The biggest issue with the removal -- restraint of animal -- and that a certain amount of heat builds up with the wire cutting &/or a Dremel.  Possible to do small section at a time over 2 or 3 sessions.  Use ice pack between, etc. 

You can "band" them by putting notches at base of horn & applying castrating bands.  Takes a few weeks to work thru.

Those are my suggestion & thoughts.


----------



## AlleysChicks (Jul 3, 2019)

Thank you. There's not much space under that scur so the wire is probably the way to go. She was 50lbs June 1st when I weighed her. She's pretty feisty during hoof trims so I can't wait to do the scurs lol

With banding would I still get scur growth later?


----------



## B&B Happy goats (Jul 3, 2019)

AlleysChicks said:


> Thank you. There's not much space under that scur so the wire is probably the way to go. She was 50lbs June 1st when I weighed her. She's pretty feisty during hoof trims so I can't wait to do the scurs lol
> 
> With banding would I still get scur growth later?

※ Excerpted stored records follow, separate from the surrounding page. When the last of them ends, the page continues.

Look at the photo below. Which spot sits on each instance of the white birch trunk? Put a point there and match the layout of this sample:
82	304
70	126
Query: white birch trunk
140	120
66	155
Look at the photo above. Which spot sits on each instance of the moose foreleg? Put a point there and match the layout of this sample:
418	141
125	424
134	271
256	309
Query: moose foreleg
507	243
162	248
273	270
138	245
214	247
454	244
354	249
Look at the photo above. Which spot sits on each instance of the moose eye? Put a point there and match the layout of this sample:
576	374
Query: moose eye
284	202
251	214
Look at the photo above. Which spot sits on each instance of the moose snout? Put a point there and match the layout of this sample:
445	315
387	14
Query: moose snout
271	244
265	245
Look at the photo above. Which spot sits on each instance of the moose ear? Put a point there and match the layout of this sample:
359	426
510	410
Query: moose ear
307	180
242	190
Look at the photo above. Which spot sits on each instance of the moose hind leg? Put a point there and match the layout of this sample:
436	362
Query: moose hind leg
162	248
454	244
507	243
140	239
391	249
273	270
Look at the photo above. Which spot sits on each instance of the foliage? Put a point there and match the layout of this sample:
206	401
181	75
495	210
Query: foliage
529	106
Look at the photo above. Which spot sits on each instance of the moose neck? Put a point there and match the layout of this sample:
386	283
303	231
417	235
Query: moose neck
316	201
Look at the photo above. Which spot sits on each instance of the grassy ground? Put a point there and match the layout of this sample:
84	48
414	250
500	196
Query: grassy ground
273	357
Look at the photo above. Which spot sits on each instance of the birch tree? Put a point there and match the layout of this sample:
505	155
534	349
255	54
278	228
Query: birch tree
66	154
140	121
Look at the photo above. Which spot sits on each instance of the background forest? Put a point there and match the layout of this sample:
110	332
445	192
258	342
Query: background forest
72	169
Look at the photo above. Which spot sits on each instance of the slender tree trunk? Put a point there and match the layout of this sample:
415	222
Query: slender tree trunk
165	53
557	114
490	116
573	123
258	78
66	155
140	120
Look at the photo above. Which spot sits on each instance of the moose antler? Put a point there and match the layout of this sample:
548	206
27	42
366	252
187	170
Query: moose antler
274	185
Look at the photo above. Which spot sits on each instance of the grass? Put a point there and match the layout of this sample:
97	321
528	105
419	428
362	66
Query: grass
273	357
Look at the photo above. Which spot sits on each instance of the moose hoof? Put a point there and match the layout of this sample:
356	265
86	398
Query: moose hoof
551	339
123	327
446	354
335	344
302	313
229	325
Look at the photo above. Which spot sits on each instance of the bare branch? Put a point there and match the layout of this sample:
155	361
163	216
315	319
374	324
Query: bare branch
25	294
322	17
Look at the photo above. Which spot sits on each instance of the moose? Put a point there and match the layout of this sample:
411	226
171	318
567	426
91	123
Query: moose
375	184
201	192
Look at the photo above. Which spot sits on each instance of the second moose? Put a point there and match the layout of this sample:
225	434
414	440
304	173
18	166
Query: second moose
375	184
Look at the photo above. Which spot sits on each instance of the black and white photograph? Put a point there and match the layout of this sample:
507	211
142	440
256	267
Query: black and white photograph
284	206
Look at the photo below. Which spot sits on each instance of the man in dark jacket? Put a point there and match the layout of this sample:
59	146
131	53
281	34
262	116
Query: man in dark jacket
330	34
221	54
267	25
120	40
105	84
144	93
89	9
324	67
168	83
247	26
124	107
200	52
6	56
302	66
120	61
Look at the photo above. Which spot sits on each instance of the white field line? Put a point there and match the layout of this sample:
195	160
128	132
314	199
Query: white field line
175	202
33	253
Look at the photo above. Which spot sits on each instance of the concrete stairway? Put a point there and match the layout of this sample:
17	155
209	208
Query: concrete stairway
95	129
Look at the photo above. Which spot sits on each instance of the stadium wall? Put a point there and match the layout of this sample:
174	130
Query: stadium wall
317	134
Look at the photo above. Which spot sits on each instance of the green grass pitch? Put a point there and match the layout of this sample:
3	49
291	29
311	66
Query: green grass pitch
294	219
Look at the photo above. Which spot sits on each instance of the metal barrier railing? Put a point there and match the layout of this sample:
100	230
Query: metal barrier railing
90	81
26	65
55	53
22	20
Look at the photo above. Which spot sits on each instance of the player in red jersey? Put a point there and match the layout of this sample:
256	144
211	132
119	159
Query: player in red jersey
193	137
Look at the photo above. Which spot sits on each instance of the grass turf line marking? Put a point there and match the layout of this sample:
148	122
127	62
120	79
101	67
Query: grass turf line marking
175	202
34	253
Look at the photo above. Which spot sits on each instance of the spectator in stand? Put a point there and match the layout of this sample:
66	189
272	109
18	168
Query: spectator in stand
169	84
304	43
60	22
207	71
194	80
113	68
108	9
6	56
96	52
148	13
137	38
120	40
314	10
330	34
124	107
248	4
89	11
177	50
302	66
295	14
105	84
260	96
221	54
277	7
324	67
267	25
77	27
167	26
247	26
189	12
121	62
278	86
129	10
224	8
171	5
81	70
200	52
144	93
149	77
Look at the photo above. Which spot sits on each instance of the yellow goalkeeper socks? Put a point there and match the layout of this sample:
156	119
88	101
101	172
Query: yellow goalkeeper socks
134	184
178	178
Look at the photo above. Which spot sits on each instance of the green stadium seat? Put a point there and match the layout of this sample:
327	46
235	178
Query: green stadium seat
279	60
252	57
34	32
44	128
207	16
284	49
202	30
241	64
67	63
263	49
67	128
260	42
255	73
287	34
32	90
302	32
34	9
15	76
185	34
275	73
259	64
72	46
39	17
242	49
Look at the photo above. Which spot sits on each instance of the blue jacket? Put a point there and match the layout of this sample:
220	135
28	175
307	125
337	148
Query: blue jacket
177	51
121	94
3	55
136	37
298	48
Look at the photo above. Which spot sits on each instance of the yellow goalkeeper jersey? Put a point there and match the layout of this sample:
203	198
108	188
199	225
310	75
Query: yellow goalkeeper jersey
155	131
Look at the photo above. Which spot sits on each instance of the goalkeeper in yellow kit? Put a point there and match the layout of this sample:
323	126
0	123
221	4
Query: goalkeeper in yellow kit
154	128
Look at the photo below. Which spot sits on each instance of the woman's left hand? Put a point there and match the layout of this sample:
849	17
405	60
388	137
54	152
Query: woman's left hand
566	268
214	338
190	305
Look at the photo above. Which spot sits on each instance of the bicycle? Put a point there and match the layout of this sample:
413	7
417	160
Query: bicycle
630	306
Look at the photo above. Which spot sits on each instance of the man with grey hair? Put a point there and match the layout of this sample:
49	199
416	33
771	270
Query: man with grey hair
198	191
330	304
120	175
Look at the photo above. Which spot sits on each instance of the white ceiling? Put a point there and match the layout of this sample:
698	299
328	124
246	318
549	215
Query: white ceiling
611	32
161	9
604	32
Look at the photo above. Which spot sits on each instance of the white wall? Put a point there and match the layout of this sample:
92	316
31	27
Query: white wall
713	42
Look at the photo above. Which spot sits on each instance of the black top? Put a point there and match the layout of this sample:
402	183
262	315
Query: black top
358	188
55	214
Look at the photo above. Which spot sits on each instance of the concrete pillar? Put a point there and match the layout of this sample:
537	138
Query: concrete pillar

No matter how you do the scur, it can grow back....after having the vet remove a large scur on out buck,(with the wire cutting)  ....I would suggest taking a heavy file and create a notch on both sides down low on the scur and try the banding. as Mini Horses suggested


----------



## AlleysChicks (Jul 3, 2019)

Ugh that's what I figured. My young buck has them too and hes already knocked both his off once. What's grown back is thin and bendy. A little thicker than a finger nail. I just want to be prepared.


----------



## B&B Happy goats (Jul 3, 2019)

AlleysChicks said:


> Ugh that's what I figured. My young buck has them too and hes already knocked both his off once. What's grown back is thin and bendy. A little thicker than a finger nail. I just want to be prepared.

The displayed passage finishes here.